Downgraded from quartet to trio after a controversial incident involving ex-member Joe Boyer and a DUI, Cloud Nothings still pack the sound of before and have managed to rework their previous albums to accompany they new line up. This was displayed by their set as they powered through a precise hour, barely taking a moment to breathe, sweat dripping off their faces. “We haven’t played in a country where people speak English or can understand us in a while, so sorry that’s why I’m not talking much,” pipes up frontman Dylan Baldi. This is approximately 40 minutes into the show, and I couldn’t really believe that much time had passed without a spoken word past their lips, but the energy projected through the stage presence obtained the old adage ‘actions speak louder than words’.
The crowd cheer, almost impatiently, egging them onto the next song. Nobody wanted to a minute wasted of this show, echoed by the sizeable mosh pit that erupted almost instantaneously from the beginning of their set. Since their album dropped in April, Cloud Nothings don’t seem to have stopped, almost instantly embarking on a tour and finding themselves incredibly well received for the latest endeavour by many reviewers, with Pitchfork offering up 8.7 out of 10 for their release.
This is only the beginning of a long stint for the Ohio trio as they cross continents for the next few months to play to their ever-expanding fan base. As if their fourth album wasn’t enough to generate excitement amongst fans, the album created between frontman Dylan Baldi and Wavves frontman Nathan Williams is almost done, with the two bands crossing over to make a sound that “wasn’t present in either of their music before”. Fan favourite album Attack on Memory sucked up most of their set list and spilled over into an eight-minute encore for their incredibly built-up track ‘Wasted Days’, a crowd pleaser and encore favourite of the band, which demonstrated their musical prowess.

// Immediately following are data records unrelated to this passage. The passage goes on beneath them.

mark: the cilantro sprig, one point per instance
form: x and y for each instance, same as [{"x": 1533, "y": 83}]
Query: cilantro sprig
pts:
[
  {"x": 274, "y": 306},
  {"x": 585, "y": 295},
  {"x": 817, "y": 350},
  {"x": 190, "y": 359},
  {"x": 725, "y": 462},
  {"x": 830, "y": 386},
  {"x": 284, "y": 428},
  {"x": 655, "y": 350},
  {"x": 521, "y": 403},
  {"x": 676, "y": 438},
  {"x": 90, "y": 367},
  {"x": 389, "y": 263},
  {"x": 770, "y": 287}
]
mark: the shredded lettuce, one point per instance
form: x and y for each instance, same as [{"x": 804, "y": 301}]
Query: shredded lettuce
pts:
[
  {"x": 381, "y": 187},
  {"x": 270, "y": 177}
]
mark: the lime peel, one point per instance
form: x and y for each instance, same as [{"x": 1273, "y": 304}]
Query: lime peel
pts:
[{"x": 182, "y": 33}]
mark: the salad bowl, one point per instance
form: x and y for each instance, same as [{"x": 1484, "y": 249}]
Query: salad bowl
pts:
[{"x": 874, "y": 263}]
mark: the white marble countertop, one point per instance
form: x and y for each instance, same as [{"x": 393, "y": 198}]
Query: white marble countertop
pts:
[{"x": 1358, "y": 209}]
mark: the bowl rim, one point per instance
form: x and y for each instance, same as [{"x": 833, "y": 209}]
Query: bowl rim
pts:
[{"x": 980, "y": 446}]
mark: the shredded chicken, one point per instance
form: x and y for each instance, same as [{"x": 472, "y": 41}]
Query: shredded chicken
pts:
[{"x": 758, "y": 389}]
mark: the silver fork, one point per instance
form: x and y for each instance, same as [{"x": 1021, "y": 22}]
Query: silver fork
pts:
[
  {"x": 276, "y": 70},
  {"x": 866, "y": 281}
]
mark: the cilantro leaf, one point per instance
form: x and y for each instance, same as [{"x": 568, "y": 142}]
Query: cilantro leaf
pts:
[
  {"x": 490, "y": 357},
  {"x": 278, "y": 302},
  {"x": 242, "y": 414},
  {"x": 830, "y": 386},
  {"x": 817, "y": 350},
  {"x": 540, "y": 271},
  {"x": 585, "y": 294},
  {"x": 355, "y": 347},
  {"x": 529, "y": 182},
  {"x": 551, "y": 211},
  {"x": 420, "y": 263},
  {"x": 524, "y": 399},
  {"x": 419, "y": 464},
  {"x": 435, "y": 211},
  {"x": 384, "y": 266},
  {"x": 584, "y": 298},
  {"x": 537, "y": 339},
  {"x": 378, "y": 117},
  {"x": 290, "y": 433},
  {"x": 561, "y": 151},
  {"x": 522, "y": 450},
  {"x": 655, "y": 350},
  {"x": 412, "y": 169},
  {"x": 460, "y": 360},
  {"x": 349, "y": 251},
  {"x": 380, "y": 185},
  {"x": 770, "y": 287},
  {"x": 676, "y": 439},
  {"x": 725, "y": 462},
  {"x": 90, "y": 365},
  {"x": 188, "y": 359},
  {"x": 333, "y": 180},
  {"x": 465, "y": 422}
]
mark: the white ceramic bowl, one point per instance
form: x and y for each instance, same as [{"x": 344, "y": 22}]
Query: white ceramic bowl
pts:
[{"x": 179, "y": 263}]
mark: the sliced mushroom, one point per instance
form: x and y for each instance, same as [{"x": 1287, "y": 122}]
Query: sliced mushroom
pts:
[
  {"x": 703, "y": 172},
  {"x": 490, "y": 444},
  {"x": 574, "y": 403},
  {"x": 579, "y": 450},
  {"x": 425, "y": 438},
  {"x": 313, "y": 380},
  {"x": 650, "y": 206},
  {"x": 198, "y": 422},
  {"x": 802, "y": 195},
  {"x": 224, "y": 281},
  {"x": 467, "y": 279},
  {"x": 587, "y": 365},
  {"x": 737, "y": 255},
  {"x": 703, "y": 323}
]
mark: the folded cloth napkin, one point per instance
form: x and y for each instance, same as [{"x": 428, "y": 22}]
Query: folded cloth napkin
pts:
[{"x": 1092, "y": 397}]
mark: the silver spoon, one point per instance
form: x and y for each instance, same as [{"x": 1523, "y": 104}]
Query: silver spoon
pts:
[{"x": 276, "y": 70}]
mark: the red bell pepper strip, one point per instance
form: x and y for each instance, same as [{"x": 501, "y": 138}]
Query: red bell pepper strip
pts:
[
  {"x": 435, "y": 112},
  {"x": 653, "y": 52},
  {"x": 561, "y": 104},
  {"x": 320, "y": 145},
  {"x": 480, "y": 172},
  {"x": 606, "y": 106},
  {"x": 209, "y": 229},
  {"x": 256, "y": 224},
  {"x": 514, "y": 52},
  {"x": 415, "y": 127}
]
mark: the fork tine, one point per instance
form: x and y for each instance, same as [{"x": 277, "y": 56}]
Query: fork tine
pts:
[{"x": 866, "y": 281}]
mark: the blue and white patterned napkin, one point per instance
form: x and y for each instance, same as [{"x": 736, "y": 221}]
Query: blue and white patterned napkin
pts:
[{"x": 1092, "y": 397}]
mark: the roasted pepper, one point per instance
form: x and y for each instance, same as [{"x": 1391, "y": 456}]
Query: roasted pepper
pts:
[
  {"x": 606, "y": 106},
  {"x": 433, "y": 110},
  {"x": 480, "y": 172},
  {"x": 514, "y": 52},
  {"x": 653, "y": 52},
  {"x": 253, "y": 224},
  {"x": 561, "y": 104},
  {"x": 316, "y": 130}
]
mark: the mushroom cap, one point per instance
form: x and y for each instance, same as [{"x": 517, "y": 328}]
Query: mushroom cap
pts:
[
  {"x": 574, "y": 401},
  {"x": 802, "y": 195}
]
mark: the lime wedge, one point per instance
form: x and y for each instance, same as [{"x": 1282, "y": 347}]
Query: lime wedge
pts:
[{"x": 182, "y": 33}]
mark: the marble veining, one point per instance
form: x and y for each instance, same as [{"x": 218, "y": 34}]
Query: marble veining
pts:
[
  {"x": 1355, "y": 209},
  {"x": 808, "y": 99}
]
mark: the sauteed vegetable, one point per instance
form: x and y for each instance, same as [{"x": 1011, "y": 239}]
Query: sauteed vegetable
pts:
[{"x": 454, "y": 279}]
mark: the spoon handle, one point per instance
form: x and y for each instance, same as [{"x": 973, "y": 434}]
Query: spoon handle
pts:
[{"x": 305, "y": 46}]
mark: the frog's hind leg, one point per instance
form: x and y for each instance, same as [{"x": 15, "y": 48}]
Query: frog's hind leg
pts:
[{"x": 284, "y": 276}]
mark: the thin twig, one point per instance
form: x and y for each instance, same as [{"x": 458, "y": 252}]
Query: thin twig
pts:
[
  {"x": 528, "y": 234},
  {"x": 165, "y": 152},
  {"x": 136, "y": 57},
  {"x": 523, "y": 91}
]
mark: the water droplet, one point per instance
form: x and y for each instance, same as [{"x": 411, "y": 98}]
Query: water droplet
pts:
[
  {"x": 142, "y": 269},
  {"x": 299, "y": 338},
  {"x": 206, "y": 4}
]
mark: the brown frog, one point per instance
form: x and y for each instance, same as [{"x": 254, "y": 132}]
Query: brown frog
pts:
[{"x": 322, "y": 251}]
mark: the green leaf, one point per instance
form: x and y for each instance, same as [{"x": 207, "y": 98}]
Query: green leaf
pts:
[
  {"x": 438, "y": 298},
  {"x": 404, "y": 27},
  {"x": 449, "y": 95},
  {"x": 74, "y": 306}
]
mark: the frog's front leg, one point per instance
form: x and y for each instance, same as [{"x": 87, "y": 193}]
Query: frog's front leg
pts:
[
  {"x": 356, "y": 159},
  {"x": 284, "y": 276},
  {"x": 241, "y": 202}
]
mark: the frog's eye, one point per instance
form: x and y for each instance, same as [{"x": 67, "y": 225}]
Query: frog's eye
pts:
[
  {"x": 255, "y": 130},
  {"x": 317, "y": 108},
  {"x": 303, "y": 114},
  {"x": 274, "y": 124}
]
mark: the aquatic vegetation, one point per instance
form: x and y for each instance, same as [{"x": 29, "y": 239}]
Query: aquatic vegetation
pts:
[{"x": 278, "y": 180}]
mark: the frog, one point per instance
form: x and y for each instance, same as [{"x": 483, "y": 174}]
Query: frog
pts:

Watching the band perform was almost exhausting, in the sense that the talent conveyed through playing the trifecta of well, hard and fast was overwhelming. Bassist TJ Duke stole so many parts of the show by his craft, only to be complemented by Baldi’s and drummer Jayson Gerycz’s talents thrown into the cauldron. The crowd was impatient, begging and panting for more when the show shut, sweating themselves almost as profusely as the band after a particularly thrashy hour. Satiated by ‘Wasted Days’, they began to ease up, but the most dedicated hung to the front of the stage, clinging to every note they could hear from start to finish.
The slow migration out of the Deaf Institute stairwell was painted with pleased faces, awestruck by the show. It’s rare to be exposed to shows that carry this much energy in their stride, but somehow manage to polish the sound. The venue, which is built for shows of all description due to a pretty superior sound design team, carried the challenge of Cloud Nothings’ heavier sounds to even their softer tracks (softer in the grand scheme of their repertoire that is). The band continue to develop and adapt album by album and from the direction their shows and studio time is going, I’d hazard a guess it’s going to keep on getting better.